The Libyan authorities have not allowed foreign journalists into the country since the protests against Gaddafi erupted, and the witness' account could not be independently verified.
Human Rights Watch says 84 people have been killed in Libya since the protests began, the death toll a reflection of the ferocity of the security crackdown mounted in response to anti-government protests that sought to emulate uprisings in neighbouring Egypt and Tunisia.
Unrest has spread from those two countries, whose leaders were toppled, to Bahrain, Libya, Yemen, Oman, Kuwait and Djibouti as people take to the streets demanding political and economic change.
Anti-government protests met varying degrees of force in Yemen, Algiers and Djibouti, while an Egyptian court approved a new party in a landmark ruling. Authorities in Saudi Arabia detained activists trying to set up the kingdom's first political party.

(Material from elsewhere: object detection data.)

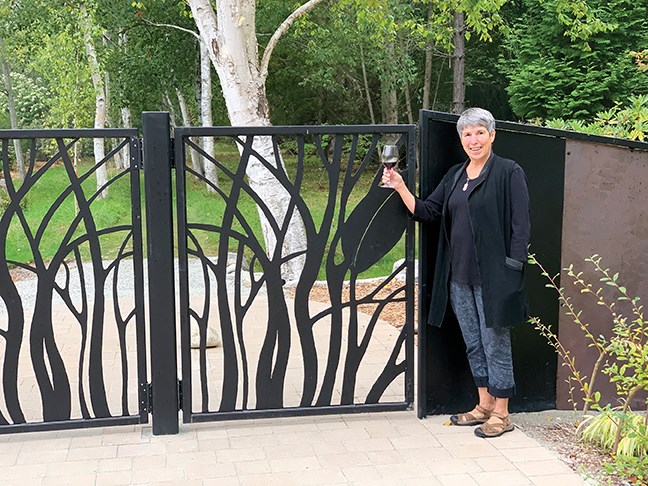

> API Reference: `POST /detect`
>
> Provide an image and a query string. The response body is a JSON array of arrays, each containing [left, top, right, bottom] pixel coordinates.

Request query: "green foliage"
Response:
[[529, 255, 648, 482], [546, 95, 648, 141], [0, 143, 404, 279], [501, 0, 648, 119]]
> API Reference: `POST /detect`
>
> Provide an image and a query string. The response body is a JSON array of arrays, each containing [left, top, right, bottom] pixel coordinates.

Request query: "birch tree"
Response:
[[187, 0, 330, 280], [0, 37, 25, 180], [200, 39, 218, 192], [79, 4, 108, 197]]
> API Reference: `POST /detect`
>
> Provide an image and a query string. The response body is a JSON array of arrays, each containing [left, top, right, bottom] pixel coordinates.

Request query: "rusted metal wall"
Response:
[[556, 139, 648, 408]]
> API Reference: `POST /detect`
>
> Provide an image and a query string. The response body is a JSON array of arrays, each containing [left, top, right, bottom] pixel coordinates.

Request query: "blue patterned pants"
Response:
[[450, 282, 515, 398]]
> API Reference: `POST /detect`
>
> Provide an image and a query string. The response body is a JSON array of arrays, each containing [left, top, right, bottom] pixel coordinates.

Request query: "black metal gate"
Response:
[[0, 113, 416, 434], [0, 129, 148, 433], [174, 120, 416, 422]]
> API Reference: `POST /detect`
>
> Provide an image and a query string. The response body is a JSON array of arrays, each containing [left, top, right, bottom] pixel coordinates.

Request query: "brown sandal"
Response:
[[475, 412, 515, 439], [450, 405, 491, 425]]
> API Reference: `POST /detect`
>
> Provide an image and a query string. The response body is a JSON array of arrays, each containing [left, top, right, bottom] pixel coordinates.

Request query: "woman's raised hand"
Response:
[[382, 168, 404, 191]]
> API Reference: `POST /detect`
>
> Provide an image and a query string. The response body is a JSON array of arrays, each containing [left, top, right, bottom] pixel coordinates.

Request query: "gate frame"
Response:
[[173, 125, 417, 423], [0, 128, 149, 435]]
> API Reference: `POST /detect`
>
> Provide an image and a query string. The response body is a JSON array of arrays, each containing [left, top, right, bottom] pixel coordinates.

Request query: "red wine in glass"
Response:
[[380, 145, 398, 187]]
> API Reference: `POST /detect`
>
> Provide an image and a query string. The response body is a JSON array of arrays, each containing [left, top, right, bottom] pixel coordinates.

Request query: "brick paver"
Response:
[[0, 411, 585, 486]]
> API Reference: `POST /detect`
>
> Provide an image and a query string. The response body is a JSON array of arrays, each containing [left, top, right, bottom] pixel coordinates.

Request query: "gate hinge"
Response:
[[169, 137, 175, 169], [140, 383, 153, 413]]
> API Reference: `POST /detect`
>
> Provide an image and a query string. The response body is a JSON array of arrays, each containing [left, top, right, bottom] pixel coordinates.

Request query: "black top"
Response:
[[448, 171, 485, 285]]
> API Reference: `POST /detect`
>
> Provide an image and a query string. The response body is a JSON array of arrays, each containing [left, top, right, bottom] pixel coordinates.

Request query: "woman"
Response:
[[382, 108, 530, 437]]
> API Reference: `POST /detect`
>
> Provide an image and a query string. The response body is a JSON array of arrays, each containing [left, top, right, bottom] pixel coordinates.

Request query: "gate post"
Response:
[[142, 112, 179, 435]]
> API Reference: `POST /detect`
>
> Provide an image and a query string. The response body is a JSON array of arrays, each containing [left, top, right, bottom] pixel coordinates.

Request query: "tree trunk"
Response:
[[380, 42, 398, 124], [422, 2, 434, 110], [79, 4, 108, 198], [360, 46, 376, 125], [188, 0, 306, 281], [200, 41, 218, 192], [452, 12, 466, 113], [0, 38, 25, 181], [104, 65, 126, 170], [405, 82, 414, 125], [162, 91, 179, 128], [176, 88, 205, 175]]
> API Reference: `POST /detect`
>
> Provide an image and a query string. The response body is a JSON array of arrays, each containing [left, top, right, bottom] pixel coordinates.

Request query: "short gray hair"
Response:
[[457, 108, 495, 135]]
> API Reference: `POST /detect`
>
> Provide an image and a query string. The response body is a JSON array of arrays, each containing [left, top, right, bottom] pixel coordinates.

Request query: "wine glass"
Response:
[[380, 145, 398, 187]]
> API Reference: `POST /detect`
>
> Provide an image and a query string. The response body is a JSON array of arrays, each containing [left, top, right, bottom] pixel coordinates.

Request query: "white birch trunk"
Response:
[[188, 0, 321, 281], [452, 12, 466, 113], [421, 3, 434, 110], [162, 91, 178, 128], [79, 4, 108, 198], [104, 65, 126, 170], [200, 40, 218, 192], [0, 38, 25, 181], [176, 88, 205, 174]]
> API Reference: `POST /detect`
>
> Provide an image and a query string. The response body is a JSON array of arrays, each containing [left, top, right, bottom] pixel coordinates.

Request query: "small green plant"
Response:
[[535, 95, 648, 141], [529, 255, 648, 484]]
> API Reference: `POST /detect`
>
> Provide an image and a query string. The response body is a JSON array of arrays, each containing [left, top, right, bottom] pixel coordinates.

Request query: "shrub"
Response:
[[529, 255, 648, 484]]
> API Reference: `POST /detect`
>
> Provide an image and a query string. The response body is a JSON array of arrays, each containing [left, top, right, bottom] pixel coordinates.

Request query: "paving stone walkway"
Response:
[[0, 411, 586, 486]]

In Libya, the violence was concentrated around Benghazi, 1,000 km (625 miles) east of the capital, where support for Gaddafi traditionally has been weaker than in the rest of the country.
There was no sign of a nationwide revolt, but Twitter was abuzz with talk of unrest in towns other than Benghazi. Reports ranged from the use of mercenaries and aircraft to mortars and artillery against protesters, but with foreign media banned from entering the country, they were impossible to verify.
Internet service has been cut off in Libya, but local Muslim leaders called for an end to the violence.
"This is an urgent appeal from religious scholars (faqihs and Sufi sheikhs), intellectuals, and clan elders from Tripoli, Bani Walid, Zintan, Jadu, Msalata, Misrata, Zawiah, and other towns and villages of the western area of our beloved Libya to all of humanity, to all men and women of goodwill," they said in an appeal to Reuters.
The Benghazi witness told Reuters security forces had set up a 50-metre (yard) perimeter around their "command centre" and fired at anyone approaching it.
He said people were killed after protesters tried to break into the compound command. Another resident earlier said the security forces were confined to the compound.